El segundo testimonio introduce una advertencia clave: muchas decisiones se toman desde el límite, no desde la libertad real.

“Darse de baja del trabajo en medio del agotamiento puede parecer una salida inmediata, pero muchas veces es una decisión tomada desde el límite emocional.”

Aquí no hay contradicción con Natali, sino dos momentos del mismo proceso. Una voz habla desde el después: salir fue la única forma de no terminar destruida. La otra habla desde el antes: pedir ayuda puede evitar que la única salida sea irse… o algo peor.

Ambas coinciden en algo esencial: pedir ayuda no es debilidad. Es supervivencia.

“Medir los impulsos también es cuidarse. Pedir ayuda no es debilidad: es una herramienta para no tomar decisiones irreversibles en el peor momento.”

En un contexto donde el suicidio policial y el colapso emocional se repiten con una frecuencia alarmante, estos mensajes funcionan como espejo colectivo. No hablan de casos individuales, sino de una problemática estructural: fuerzas de seguridad sin políticas sistemáticas de salud mental, sin espacios reales de escucha, sin dispositivos de contención continuos.

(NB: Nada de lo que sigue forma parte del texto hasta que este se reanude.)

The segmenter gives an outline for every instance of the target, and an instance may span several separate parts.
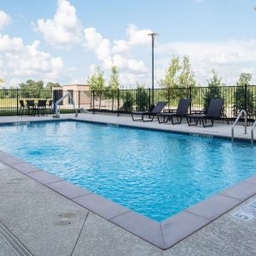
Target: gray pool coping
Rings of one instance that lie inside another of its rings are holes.
[[[256,195],[256,175],[253,175],[157,222],[1,150],[0,161],[163,250],[172,247]]]

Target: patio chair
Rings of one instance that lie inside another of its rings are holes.
[[[155,107],[150,112],[132,112],[131,118],[133,121],[143,121],[143,122],[152,122],[154,118],[160,113],[162,112],[164,108],[166,106],[167,102],[159,102],[156,103]],[[134,116],[139,115],[140,119],[135,119]],[[148,116],[148,119],[145,119],[144,117]]]
[[[24,101],[23,100],[20,100],[20,109],[19,109],[19,115],[23,115],[24,114],[24,111],[26,109]]]
[[[177,108],[175,113],[161,113],[157,114],[158,122],[162,124],[172,120],[172,125],[181,124],[183,118],[188,114],[188,110],[190,104],[191,99],[179,100]],[[174,122],[173,118],[177,118],[177,121]]]
[[[26,100],[26,109],[28,111],[28,114],[35,115],[35,102],[34,100]]]
[[[188,125],[197,125],[198,122],[201,121],[204,127],[212,127],[214,120],[220,118],[222,108],[224,105],[223,99],[211,99],[209,107],[206,113],[203,114],[189,114],[187,115]],[[210,125],[207,125],[207,120],[211,121]]]
[[[38,100],[38,106],[36,107],[36,110],[38,115],[40,113],[42,115],[46,113],[46,102],[47,100]]]

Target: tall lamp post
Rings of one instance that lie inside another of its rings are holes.
[[[152,39],[152,105],[154,105],[154,37],[158,36],[158,33],[152,32],[148,34]]]

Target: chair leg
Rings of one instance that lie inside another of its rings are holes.
[[[145,120],[145,119],[144,119],[144,116],[145,116],[145,115],[146,115],[146,114],[143,114],[143,116],[142,116],[143,121],[143,122],[152,122],[152,121],[154,120],[154,115],[149,114],[149,115],[148,115],[148,120]],[[152,116],[152,118],[150,118],[151,116]]]
[[[177,119],[179,119],[179,121],[174,122],[173,121],[173,116],[171,116],[171,120],[172,120],[172,125],[180,125],[182,120],[183,120],[183,117],[182,116],[177,116]]]
[[[142,115],[142,118],[141,119],[136,119],[135,118],[134,118],[134,116],[133,116],[133,113],[131,113],[131,118],[132,118],[132,121],[142,121],[143,119],[143,115]]]
[[[166,118],[166,116],[163,116],[163,121],[160,121],[160,114],[157,114],[157,119],[158,119],[158,122],[160,123],[160,124],[163,124],[163,123],[167,123],[168,122],[168,120],[169,120],[169,117],[167,117]]]
[[[192,119],[194,119],[194,123],[192,123],[192,121],[191,121]],[[193,117],[187,117],[187,122],[188,122],[189,126],[197,125],[198,122],[199,122],[199,119],[193,118]]]
[[[206,127],[212,127],[213,126],[213,123],[214,123],[214,119],[211,119],[211,125],[207,125],[207,119],[202,119],[201,121],[202,121],[202,124],[203,124],[203,126],[206,128]],[[206,122],[205,122],[206,121]]]

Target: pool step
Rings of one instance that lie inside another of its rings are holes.
[[[0,222],[0,237],[13,249],[13,251],[20,256],[32,256],[23,244]]]

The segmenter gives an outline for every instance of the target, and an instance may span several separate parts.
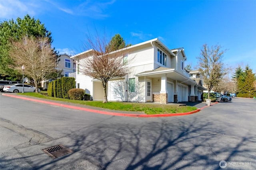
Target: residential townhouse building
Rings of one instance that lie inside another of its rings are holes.
[[[76,87],[85,90],[94,100],[103,100],[101,82],[79,71],[82,60],[91,50],[71,57],[76,60]],[[126,54],[124,61],[130,71],[108,81],[108,100],[167,104],[198,99],[198,83],[184,67],[186,57],[183,48],[170,50],[156,38],[122,50]]]

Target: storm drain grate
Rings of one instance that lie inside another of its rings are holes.
[[[73,150],[66,148],[62,145],[46,148],[42,149],[42,150],[53,158],[73,152]]]

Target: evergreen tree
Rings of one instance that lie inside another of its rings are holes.
[[[28,14],[23,19],[18,18],[16,21],[12,19],[0,22],[0,76],[19,75],[18,72],[9,66],[13,63],[9,57],[9,51],[11,41],[18,41],[25,36],[47,37],[50,44],[53,41],[51,32],[46,29],[44,25]]]
[[[109,43],[106,46],[106,51],[107,52],[110,52],[116,50],[122,49],[124,48],[129,47],[131,44],[126,45],[125,41],[120,34],[118,33],[113,37]]]

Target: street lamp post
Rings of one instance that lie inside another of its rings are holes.
[[[25,70],[25,66],[22,65],[21,66],[21,69],[22,69],[22,93],[24,93],[24,70]]]

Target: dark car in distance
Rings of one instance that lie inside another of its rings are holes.
[[[216,92],[214,92],[213,93],[215,94],[216,96],[216,100],[218,102],[221,102],[221,101],[228,102],[231,102],[231,100],[232,100],[232,98],[230,96],[224,96],[220,93],[217,93]]]

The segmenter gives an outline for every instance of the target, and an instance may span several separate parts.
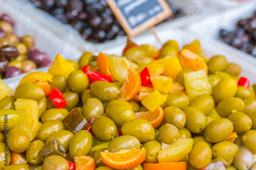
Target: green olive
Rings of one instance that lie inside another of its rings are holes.
[[[121,128],[124,135],[131,135],[141,142],[145,142],[155,137],[155,130],[147,120],[135,119],[125,123]]]
[[[9,148],[13,152],[22,153],[29,146],[29,136],[27,132],[18,128],[11,129],[8,132]]]
[[[232,78],[221,80],[212,89],[212,98],[215,103],[234,96],[238,89],[238,83]]]
[[[45,96],[42,88],[35,83],[27,83],[18,86],[15,90],[14,97],[17,99],[30,99],[36,101]]]
[[[180,71],[177,76],[177,81],[180,83],[181,85],[185,87],[185,83],[184,83],[184,75],[185,73],[193,71],[191,69],[183,69]]]
[[[251,152],[244,147],[239,147],[232,165],[239,170],[247,170],[252,166],[253,159]]]
[[[220,76],[216,75],[210,75],[208,76],[209,83],[210,83],[211,87],[214,87],[221,81],[221,78]]]
[[[176,107],[168,107],[164,109],[163,120],[175,126],[179,130],[182,129],[186,124],[186,115],[181,110]]]
[[[167,98],[165,103],[167,106],[174,106],[183,109],[189,105],[189,98],[182,93],[173,93]]]
[[[157,141],[160,143],[171,144],[180,138],[180,131],[174,125],[165,124],[159,129]]]
[[[79,101],[78,94],[73,92],[66,92],[63,93],[67,102],[67,106],[64,107],[68,111],[71,111],[76,107]]]
[[[256,130],[250,130],[244,133],[242,142],[252,154],[256,154]]]
[[[88,64],[90,59],[92,56],[93,54],[90,52],[85,52],[82,55],[78,60],[78,64],[79,65],[80,68],[82,68],[86,65]]]
[[[204,136],[206,141],[217,143],[226,139],[233,132],[232,122],[225,118],[219,118],[211,122],[205,128]]]
[[[101,101],[98,98],[90,98],[83,106],[83,116],[88,122],[91,122],[93,117],[103,116],[104,108]]]
[[[145,44],[140,45],[140,47],[145,51],[147,57],[156,57],[158,56],[159,51],[155,46]]]
[[[214,107],[214,101],[210,95],[200,95],[191,101],[189,106],[200,110],[205,116],[208,116]]]
[[[204,141],[195,143],[188,155],[188,160],[192,166],[198,169],[207,166],[211,160],[211,150],[209,145]]]
[[[119,90],[115,84],[97,81],[91,84],[91,92],[102,101],[111,101],[117,99],[120,93]]]
[[[52,134],[65,130],[65,126],[61,122],[57,120],[49,120],[38,128],[36,136],[39,140],[45,142]]]
[[[211,148],[212,158],[223,159],[231,163],[238,150],[236,144],[228,141],[222,141],[216,143]]]
[[[111,141],[108,146],[110,152],[116,152],[122,150],[140,149],[140,141],[135,137],[130,135],[119,136]]]
[[[47,99],[43,97],[37,102],[37,105],[38,106],[38,119],[40,119],[42,114],[47,110]]]
[[[227,118],[233,123],[233,131],[237,134],[248,131],[251,129],[252,124],[250,117],[243,112],[232,113],[227,117]]]
[[[62,121],[69,114],[65,109],[52,108],[47,110],[41,117],[41,121],[44,124],[47,121],[57,120]]]
[[[190,131],[185,127],[180,129],[180,138],[181,139],[191,138]]]
[[[104,141],[110,141],[117,134],[116,126],[114,122],[105,116],[95,118],[92,124],[92,130],[94,135]]]
[[[228,73],[230,76],[238,76],[242,71],[242,68],[240,65],[235,63],[227,64],[226,72]]]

Natali lo dijo con crudeza: “Entendí que solo somos un número más.”

El segundo testimonio intenta evitar que ese número termine en estadística.

Entre uno y otro aparece la verdadera pregunta incómoda para el Estado: ¿cuántos más tienen que llegar al límite para que la salud mental deje de ser un tema privado y pase a ser una política pública real dentro de las fuerzas?

Porque hoy la elección parece ser siempre la misma: resistir en silencio… o irse para poder seguir viviendo.